Il faudrait citer en entier la conversation sur l’Église de toujours, avec le vieux cardinal Oddi : l’Église qui parle des fins dernières, qui croit en l’Eucharistie, qui est dépositaire du salut de l’humanité.

Entre deux rencontres, l’auteur parcourt sa chère Rome. Il fait partager à son lecteur son amour, son éblouissement éprouvés dès l’enfance et nourris de sa très grande érudition. Il déteste aussi, parfois. Il lui arrive de rire également, nous sommes en Italie.

D’abord, comprendre la majesté de Saint-Pierre : « la dimension théologique d’un décor destiné tout entier à choquer l’austérité protestante par l’exaltation forcenée d’une beauté sensible ordonnée à la gloire de Dieu. » Il a contemplé dans la crypte le modeste reliquaire des restes du premier Pape, Pierre, découverts cinquante ans auparavant. De la petitesse à la grandeur !
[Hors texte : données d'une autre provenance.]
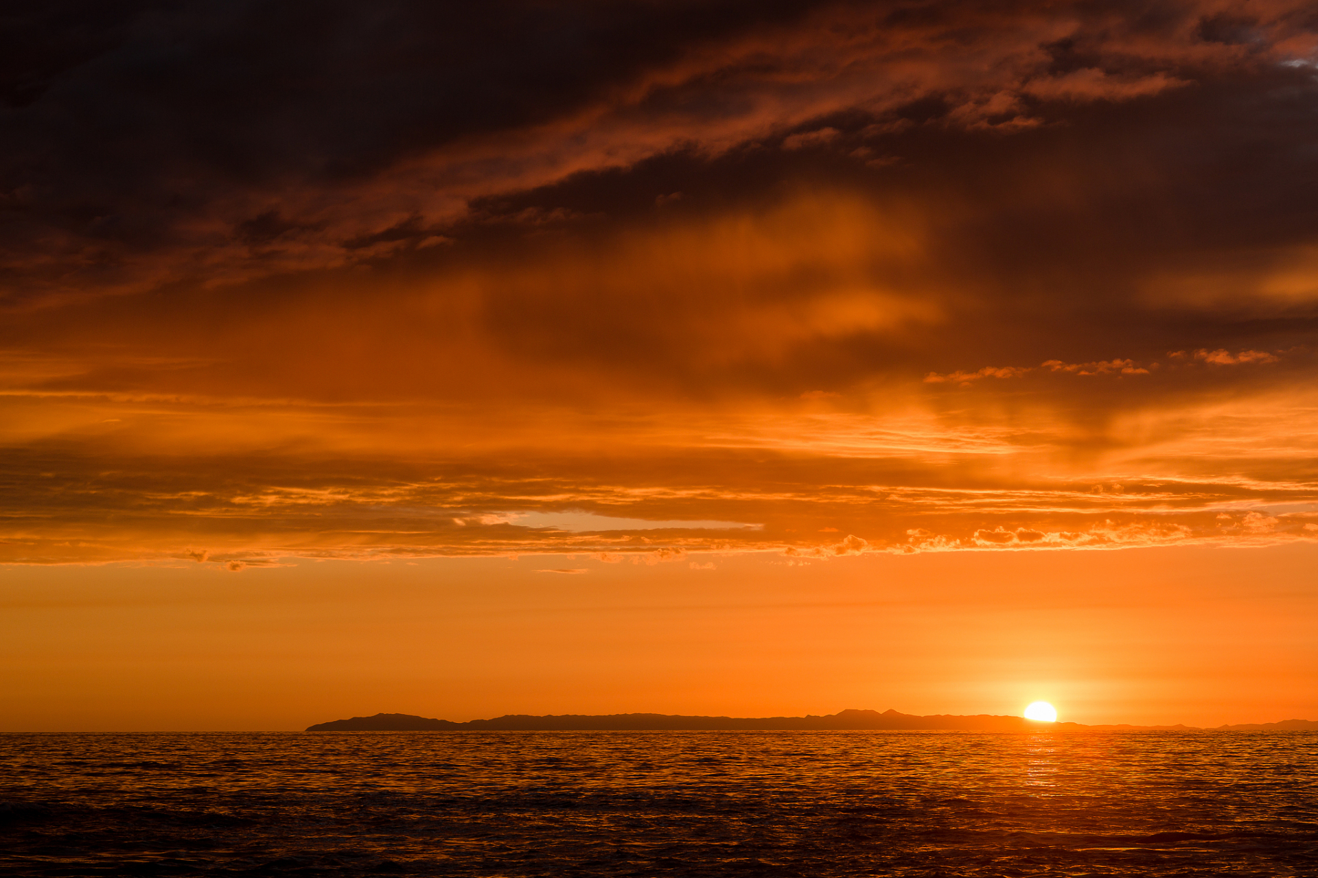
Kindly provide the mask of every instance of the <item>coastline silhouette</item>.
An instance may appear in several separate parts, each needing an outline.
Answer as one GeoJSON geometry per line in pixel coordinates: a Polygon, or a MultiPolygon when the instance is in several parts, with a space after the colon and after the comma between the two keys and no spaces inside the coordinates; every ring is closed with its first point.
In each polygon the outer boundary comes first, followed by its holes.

Comment ne pas être stupéfait devant la Chapelle Sixtine et « les tragiques contorsions, l’incroyable mêlée, la confusion des corps par quoi Michel-Ange exprime l’angoisse que suscite, dans une âme tourmentée, la perspective de la justice divine. »

Et comment ne pas s’arrêter devant le Laocoon dans la cour du Belvédère au Vatican, extrait, jadis, d’une fosse par l’architecte du pape Jules II, Giuliano da Sangallo, accompagné de Michel-Ange : ce groupe « dont Pline l’Ancien déclarait […] qu’il faut le préférer à toute la peinture et toute la sculpture. »

Alors Canova survivra-t-il dans notre estime ? « On s’étonne de voir des hommes d’esprit et de goût prendre plaisir aux mollesses équivoques de statues lissées et polies jusqu’à l’écœurement […] Ce n’est pas l’inexpressivité qui fait la beauté de l’œuvre classique, et moins encore la mièvrerie, c’est au contraire la force bridée, intériorisée, contenue ». Une leçon !

« Il y aurait, à Rome, un jeu de piste à suivre en allant d’obélisque en obélisque » – de la Villa Hadriana jusqu’au Quirinal.

Les plus grands écrivains accompagnent l’auteur dans ses promenades. Montaigne de mauvaise humeur admire pourtant le faste de la cour romaine, les splendeurs de la liturgie. Le cardinal de Retz a vécu un conclave et les « coups de billard à trois bandes » ; le président de Brosses est saisi d’admiration devant les fontaines romaines et raconte « les manœuvres obliques (toujours le billard !), les complots, les coups de Jarnac » du conclave qui ont abouti à l’élection de Benoît XIV, grand pape du XVIIIe siècle. Chateaubriand encombre Rome de ses états d’âme ; Stendhal l’anticlérical fait de la politique ; Berlioz raconte sa vie de pensionnaire de la Villa Médicis. Zola se livre à une attaque en règle de l’Église et des nouveaux maîtres du Risorgimento. Maurras honore la hiérarchie spirituelle qui façonne le catholicisme romain et qui nous garde de confondre les ordres. Montherlant néglige méthodiquement les églises et fait disperser ses cendres à Rome.

« La magie de Rome », écrit Michel De Jaeghere, « tient à ce continuum : à ce que les papes ont récupéré les marbres, les formes, les monuments parfois, de la Rome des Césars, pour bâtir la Rome pontificale ». Comment ne pas aimer cette magie ? Plus qu’une magie, puisque c’est une œuvre de l’Esprit.

Un automne romain, Journal sans moi, Michel De Jaeghere, Ed Les belles lettres, 400p. 19 €.